Actually QPR was coined by aromantic people but asexual people do also use it!

Finally I have a reason to reblog this after cringing every time it’s come across my dash.

Also that right there is a really good tutorial for how to react to posts like this: Resist the very human instinct to immediatly agree with opinions that are presented to you in this manner (unless you already have knowledge on the matter or have already formed a different opinion), instead look up the actual facts, think on why people might be agreeing or disagreeing with it and form your own opinion.

Like. It’s normal to just kind of instinctually agree with posts that are presented in this way that’s very “haha obviously this is bullshit”. It’s easy to just pile on, when presented with something you don’t understand and follow the presented opinion of “this thing i don’t understand is bad”. But it’s important to actively realize when you’re doing it and work against it.

it’s also worth noting: it Is a very genuine and targeted tactic for ace exclusionists to take everything involving asexuality and aromanticism and turn it into a joke because it’s much easier to spread their rhetoric that way

most people, when presented with an idea for the first time, are more likely to listen to “isn’t this outlandish idea presented without context Funny” than they would “isn’t this marginalized group undeserving of understanding? aren’t they Threatening?”

if you get it into people’s heads that aspec people are just a Joke, that nothing about this is Serious, then they’ll do the leg work of spreading your ideology to hook more people for you because it’s Funny and they’ll be more primed to eventually fall into the second bit. why do aspec people Need a spot in the queer community if they’re just a joke?

or, in the case of the argument presented in this post specifically, “why do aromantic people need a space in the queer community when they’re just Friends? obviously these are just Normal Straight People trying to force their way to spaces that they don’t belong by making up special words to describe normal things. don’t you agree? Don’t You Agree?”

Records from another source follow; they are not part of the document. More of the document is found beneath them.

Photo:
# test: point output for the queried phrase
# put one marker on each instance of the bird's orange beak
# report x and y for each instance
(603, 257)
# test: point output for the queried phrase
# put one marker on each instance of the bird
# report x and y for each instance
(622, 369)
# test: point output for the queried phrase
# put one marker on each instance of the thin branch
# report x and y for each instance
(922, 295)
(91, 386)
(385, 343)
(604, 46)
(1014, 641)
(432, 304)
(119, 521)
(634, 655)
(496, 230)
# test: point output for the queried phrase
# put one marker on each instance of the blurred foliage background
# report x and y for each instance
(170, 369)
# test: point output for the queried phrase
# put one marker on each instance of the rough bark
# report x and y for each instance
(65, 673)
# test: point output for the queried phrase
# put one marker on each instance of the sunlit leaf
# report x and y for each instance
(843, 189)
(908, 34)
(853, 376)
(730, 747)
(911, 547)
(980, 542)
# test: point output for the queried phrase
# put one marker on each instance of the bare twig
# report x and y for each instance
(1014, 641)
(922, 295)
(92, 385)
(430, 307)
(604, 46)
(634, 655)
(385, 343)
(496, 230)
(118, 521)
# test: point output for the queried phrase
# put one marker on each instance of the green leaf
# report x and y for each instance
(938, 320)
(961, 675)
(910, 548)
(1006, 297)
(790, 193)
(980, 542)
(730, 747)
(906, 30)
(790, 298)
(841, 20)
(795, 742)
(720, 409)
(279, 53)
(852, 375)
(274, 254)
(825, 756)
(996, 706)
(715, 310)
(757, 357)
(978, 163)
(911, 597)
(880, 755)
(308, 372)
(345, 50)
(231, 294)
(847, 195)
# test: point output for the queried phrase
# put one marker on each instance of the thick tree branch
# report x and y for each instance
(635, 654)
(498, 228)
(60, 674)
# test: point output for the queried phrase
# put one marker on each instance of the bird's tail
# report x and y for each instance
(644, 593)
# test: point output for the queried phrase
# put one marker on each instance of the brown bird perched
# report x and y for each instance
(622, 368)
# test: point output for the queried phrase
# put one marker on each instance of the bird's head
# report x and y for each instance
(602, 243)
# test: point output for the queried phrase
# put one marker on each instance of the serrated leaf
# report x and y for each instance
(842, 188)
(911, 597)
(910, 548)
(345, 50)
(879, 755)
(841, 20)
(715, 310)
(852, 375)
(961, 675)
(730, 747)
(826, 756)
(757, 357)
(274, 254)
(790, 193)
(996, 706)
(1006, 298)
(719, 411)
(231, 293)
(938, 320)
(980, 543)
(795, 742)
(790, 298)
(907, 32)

that’s what makes it insidious, it primes you to believe something bigoted while giving itself plausible deniability. using the existence of people’s ignorance to spread it further than they could if they’d been honest straight away. and Because it’s presented like a joke and Because it relies on that ignorance they get to pretend that anyone pointing out that that’s what they’re doing is being ridiculous. like, say, Earlier In This Post.